This week’s “Whistleblower Spotlight” falls on Rick Piltz, former climate policy analyst in the George W. Bush Administration. He is the whistleblower who exposed a White House putting politics before science by distorting scientific findings on global warming. His release of internal government documents showing a White House behaving badly led to the immediate ousting of President Bush’s environmental policy chief. It also changed the way the country looked at the threat of global warming. Piltz died last week and was the subject of many tributes hailing him as a gutsy hero who stood up against a government refusing to come clean on climate change.
Piltz worked in the White House group that coordinated climate research among the varying government agencies dealing with the subject. He quit in 2005 because he could no longer be complicit in what he viewed as a “conspiracy of silence,” looking the other way while administration officials tampered with scientific reports to downplay the serious threat of global warming. As the New York Times reported last week, after Piltz left the government, he sent the paper a “fat FedEx package of documents” chock full of nuggets of the White House’s scientific meddling. They were largely at the hand of Philip A. Cooney who ran the Bush Office overseeing the Administration’s environmental initiatives. Here are just a few examples of Cooney’s tinkering:
- He added the words “significant and fundamental” before the word “uncertainties.”

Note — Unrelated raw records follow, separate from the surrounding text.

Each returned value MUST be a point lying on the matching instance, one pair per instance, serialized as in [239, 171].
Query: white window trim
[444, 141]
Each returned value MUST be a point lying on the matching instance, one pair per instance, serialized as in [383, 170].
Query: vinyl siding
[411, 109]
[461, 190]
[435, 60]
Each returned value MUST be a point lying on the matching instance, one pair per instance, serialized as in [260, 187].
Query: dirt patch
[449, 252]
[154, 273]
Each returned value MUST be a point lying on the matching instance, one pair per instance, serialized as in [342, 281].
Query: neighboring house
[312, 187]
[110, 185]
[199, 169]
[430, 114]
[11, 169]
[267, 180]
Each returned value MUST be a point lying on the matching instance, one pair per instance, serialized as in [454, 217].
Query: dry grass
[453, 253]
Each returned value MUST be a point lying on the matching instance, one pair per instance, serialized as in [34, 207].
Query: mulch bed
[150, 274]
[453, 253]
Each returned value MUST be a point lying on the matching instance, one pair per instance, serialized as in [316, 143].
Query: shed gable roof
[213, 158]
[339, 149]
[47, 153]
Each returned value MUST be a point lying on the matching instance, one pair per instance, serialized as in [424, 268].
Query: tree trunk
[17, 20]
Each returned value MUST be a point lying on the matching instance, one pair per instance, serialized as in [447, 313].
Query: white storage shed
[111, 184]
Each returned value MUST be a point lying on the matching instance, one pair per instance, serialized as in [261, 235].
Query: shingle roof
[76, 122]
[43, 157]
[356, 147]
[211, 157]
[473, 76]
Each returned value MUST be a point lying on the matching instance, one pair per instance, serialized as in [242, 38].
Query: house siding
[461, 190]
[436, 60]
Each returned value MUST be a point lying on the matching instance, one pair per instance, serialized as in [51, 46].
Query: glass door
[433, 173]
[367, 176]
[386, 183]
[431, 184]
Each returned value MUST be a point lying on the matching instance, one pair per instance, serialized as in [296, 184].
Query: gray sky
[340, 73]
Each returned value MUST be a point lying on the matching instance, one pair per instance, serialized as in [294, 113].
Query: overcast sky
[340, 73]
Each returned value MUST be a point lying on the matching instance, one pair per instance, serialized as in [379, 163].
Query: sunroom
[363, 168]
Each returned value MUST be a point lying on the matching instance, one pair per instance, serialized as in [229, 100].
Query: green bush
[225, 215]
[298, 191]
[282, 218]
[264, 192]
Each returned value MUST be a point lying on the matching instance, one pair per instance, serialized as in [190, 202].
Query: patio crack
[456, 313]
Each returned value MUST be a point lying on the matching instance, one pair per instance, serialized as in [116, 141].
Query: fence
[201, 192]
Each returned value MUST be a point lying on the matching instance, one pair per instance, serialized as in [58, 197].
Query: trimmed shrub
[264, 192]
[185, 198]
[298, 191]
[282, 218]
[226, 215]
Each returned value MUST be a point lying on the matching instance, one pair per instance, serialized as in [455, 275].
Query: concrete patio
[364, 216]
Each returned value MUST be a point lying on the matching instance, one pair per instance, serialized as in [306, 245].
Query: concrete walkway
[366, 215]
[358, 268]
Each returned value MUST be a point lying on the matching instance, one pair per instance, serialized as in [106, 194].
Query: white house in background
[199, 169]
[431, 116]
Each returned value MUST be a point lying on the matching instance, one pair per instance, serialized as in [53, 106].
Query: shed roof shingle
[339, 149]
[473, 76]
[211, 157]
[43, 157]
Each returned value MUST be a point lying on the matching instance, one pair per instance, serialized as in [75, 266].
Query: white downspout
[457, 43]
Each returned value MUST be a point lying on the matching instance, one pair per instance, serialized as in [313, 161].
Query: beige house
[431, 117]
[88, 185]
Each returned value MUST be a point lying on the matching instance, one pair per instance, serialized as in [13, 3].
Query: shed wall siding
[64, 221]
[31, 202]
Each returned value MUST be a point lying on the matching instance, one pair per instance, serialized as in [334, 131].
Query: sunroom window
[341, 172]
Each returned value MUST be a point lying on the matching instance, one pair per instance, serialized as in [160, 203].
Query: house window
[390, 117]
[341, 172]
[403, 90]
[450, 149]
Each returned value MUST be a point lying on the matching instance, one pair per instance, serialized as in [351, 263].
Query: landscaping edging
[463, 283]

- He added the word “extremely” to the sentence “the attribution of the cause of biological and ecological changes to climate change or variability is extremely . . . .“
- He crossed out a paragraph describing to what extent mountain glaciers and snowpacks were projected to shrink.
All this despite the fact that Cooney had no scientific training and immediately prior to his White House stint had been a lobbyist for the American Petroleum Institute, the oil industry’s principal Washington mouthpiece. Less than a week after the Times reported on Piltz’ proffering, Cooney resigned from his government post to take a public affairs position with Exxon Mobil.
As for Piltz, he went on to found Climate Science Watch with the whistleblower watchdog group the Government Accountability Project (GAP). He was also awarded the Ridenhour Prize for Truth-Telling, recognizing him as the “first insider to expose how politics worked to undermine the integrity of the federal science program.” He was clearly a beloved figure to so many in the environmental and whistleblower community who will be greatly missed. Perhaps GAP’s personalized tribute put it best: “As time and the climate change crisis evolves, Piltz’ legacy will increasingly be seen within this nation and internationally as one of truth and honor. . . . He will live on through the actions of all of us whose lives were touched by his intelligence, energy and commitment to justice, integrity and common sense.”